# Welcome aboard



## Mont (Nov 17, 1998)

Kil Song has offered to share his tips, techniques, tricks and general how to's on this subject. Since we seem to be getting pushed farther and farther offshore these days, I thought it might help everyone to have a dedicated place to study up on this. After all, if you are going to go on a 250 mile boat ride, you really should know what to use and expect when you get out there.
Enjoy.


----------



## ksong (Jun 30, 2004)

Thanks Mont for setting up a new jigging and poppin forum on 2coolfishing. 
I feel it is overdue as jigging and poppping in Gulf of Mexico is heating up. 

It is my honor to be a moderator of this new forum. 
I predicted a few years ago that Gulf of Mexico would become the mecca of jigging and popping in the US and I think I was right. 

I promise I am going to do my best to make this forum for studying and discussion room for jigging and popping. Jigging and popping is still new in the US. The techniques we use are evolving and the tackles we use are also evolving. 

Let's talk about jigging and popping.


----------



## hog (May 17, 2006)

ALRIGHTTTTTTT!



I like this idea of a jiggin/poppin forum and with Kil to boot!!!!

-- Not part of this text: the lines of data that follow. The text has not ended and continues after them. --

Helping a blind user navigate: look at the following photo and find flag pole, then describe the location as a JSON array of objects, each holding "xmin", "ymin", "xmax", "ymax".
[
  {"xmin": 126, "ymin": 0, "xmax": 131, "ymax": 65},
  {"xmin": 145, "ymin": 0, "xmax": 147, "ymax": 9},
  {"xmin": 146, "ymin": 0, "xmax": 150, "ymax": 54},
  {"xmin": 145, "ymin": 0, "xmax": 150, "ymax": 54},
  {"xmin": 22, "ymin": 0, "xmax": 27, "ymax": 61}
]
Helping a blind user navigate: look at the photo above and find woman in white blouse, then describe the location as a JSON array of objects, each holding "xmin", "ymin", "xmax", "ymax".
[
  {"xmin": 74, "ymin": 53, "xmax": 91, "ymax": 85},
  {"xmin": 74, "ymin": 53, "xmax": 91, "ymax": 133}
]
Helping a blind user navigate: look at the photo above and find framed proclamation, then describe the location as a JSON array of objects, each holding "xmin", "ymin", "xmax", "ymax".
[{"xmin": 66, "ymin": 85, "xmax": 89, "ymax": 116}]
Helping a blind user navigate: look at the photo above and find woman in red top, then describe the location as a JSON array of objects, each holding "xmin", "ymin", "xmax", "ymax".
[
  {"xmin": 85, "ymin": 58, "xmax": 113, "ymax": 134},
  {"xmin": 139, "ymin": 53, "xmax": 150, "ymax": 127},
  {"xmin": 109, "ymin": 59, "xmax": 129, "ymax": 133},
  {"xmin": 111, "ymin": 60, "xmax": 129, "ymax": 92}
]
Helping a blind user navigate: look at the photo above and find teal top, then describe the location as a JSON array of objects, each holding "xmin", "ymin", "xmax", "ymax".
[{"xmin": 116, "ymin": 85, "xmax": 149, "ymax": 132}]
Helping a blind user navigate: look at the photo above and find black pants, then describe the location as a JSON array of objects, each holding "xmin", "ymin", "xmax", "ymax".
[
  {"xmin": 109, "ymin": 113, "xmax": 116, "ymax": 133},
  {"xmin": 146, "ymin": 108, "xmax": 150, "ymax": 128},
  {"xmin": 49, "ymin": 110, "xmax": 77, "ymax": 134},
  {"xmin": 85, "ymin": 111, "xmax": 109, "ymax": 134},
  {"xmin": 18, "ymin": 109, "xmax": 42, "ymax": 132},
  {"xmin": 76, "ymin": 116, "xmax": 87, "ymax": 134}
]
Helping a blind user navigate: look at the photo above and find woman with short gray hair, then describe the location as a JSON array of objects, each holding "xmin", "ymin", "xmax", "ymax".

There aint a more knowledgable jiggin moderatin teacher in the good ole USA ANY WHERE if you ask me (_of course no one asked _)



You da Man Mont!!



Thank you Sir!!

Im gonna call Santa personally and tell him you've been a good'n this year
​
Hog


----------



## chf1949 (Dec 10, 2009)

Kil's Koooool! (And knows his stuff!)


----------



## Reel Time (Oct 6, 2009)

Kil Song, congratulations on being the moderator of the new forum.
Good luck and enjoy the 2Coolers.
RT


----------



## ksong (Jun 30, 2004)

Thanks guys for your kind words.
We are going to have fun together to talk about jigging and popping in Gulf of Mexico. Everyday is a new learning experience.


----------